OPTION GRANTS IN LAST FISCAL YEAR
 
    No options were granted to any of the Named Executive Officers during the
fiscal year ended January 31, 1999.
 
                         AGGREGATED OPTION EXERCISES IN
               LAST FISCAL YEAR AND FISCAL YEAR-END OPTION VALUES
 
    The following table sets forth, for each of the identified Named Executive
Officers, information concerning the number of shares received during the fiscal
year ended January 31, 1999 upon exercise and the aggregate dollar amount
received from such exercise, as well as the number and value of securities
underlying unexercised options held on January 31, 1999. Messrs. Carreker and
Antinori neither exercised any options during the fiscal year ended January 31,
1999 nor held any options on January 31, 1999.
 
<TABLE>
<CAPTION>
                                                                       NUMBER OF SECURITIES
                                                                      UNDERLYING UNEXERCISED       VALUE OF UNEXERCISED
                                                                        OPTIONS AT FISCAL          IN-THE-MONEY OPTIONS
                                          SHARES                           YEAR-END(#)           AT FISCAL YEAR-END($)(2)
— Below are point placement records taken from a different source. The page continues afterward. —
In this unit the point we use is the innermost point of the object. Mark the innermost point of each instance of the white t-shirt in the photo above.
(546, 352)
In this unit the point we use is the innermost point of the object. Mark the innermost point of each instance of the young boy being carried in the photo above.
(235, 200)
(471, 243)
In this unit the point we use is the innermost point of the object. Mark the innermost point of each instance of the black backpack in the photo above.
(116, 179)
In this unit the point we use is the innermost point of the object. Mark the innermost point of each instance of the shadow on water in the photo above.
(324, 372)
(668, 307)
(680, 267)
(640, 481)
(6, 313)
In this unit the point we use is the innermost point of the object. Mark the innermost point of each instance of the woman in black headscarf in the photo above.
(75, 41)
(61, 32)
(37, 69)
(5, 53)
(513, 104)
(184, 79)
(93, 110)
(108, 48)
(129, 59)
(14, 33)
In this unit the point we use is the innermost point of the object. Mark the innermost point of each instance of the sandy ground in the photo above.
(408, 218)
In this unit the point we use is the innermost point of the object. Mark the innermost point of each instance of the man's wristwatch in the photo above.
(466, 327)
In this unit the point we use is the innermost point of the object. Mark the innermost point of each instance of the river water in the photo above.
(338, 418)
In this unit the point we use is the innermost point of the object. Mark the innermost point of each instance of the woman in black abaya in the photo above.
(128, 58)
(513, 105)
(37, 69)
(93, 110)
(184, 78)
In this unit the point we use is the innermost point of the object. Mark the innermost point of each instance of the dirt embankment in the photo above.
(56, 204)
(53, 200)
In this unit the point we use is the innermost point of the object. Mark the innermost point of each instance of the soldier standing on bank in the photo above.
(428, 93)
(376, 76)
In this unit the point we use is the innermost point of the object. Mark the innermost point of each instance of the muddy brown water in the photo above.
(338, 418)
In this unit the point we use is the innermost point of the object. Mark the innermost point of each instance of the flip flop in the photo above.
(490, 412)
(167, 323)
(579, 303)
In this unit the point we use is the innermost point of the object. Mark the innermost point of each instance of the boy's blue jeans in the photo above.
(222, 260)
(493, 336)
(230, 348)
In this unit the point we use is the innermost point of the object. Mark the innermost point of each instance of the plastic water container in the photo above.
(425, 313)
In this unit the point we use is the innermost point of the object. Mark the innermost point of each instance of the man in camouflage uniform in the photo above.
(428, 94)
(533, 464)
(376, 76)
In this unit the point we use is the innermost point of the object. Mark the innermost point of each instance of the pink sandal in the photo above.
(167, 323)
                                       ACQUIRED ON       VALUE      --------------------------  ---------------------------
NAME                                   EXERCISE (#)  REALIZED($)(1) EXERCISABLE  UNEXERCISABLE  EXERCISABLE   UNEXERCISABLE
- -------------------------------------  ------------  -------------  -----------  -------------  ------------  -------------
<S>                                    <C>           <C>            <C>          <C>            <C>           <C>
Richard L. Linting...................   $       --    $        --    $ 419,105    $    76,652   $  1,395,065   $   132,435
Wyn P. Lewis.........................      507,430      3,085,675       18,880         56,642             --            --
Royce D. Brown.......................        5,390    $    40,695       57,750         57,750        208,023            --
</TABLE>
 
- ------------------------
 
(1) Based on the difference between the option exercise price and the closing
    sales price of the Company's Common Stock as reported on the Nasdaq National
    Market on the exercise date.
 
(2) Based on the difference between the option exercise price and the closing
    sale price of $6.25 of the Company's Common Stock as reported on the Nasdaq
    National Market on January 29, 1999, the last trading day prior to the
    closing of the Company's fiscal year ended January 31, 1999, multiplied by
    the number of shares underlying the options.
 
COMPENSATION OF DIRECTORS
 
    Directors have been reimbursed for travel and other out-of-pocket expenses
in attending meetings of the Board of Directors. Employee directors have not
received compensation for their services as directors. Non-employee directors of
the Company each receive an annual retainer of $5,000, a fee of $1,250 per
meeting attended and a fee of $625 per committee meeting attended.
 
    The Company also maintains the Carreker-Antinori, Inc. Director Stock Option
Plan (the "Director Plan"). The Director Plan provides that eligible directors
of the Company may elect to receive options to purchase Common Stock in lieu of
all or a portion of their annual director's retainer and various attendance fees
and any consulting fees for consulting services rendered to the Company (the
"Fees"). Only directors of the Company who are not employees of the Company are
eligible to participate in the Director Plan.
 
    Options are granted automatically on the first trading day in any fiscal
quarter (the "Grant Date") to any eligible director who, prior to the Grant
Date, files with the committee administering the Director Plan an election to
receive a stock option in lieu of 25%, 50%, 75% or all of his Fees to be earned
in the period from the Grant Date to the end of the fiscal year. The per share
option price (the "Option Price") under the Director Plan is equal to 50% of the
fair market value of the Common Stock (the "Market Value") on the Grant Date.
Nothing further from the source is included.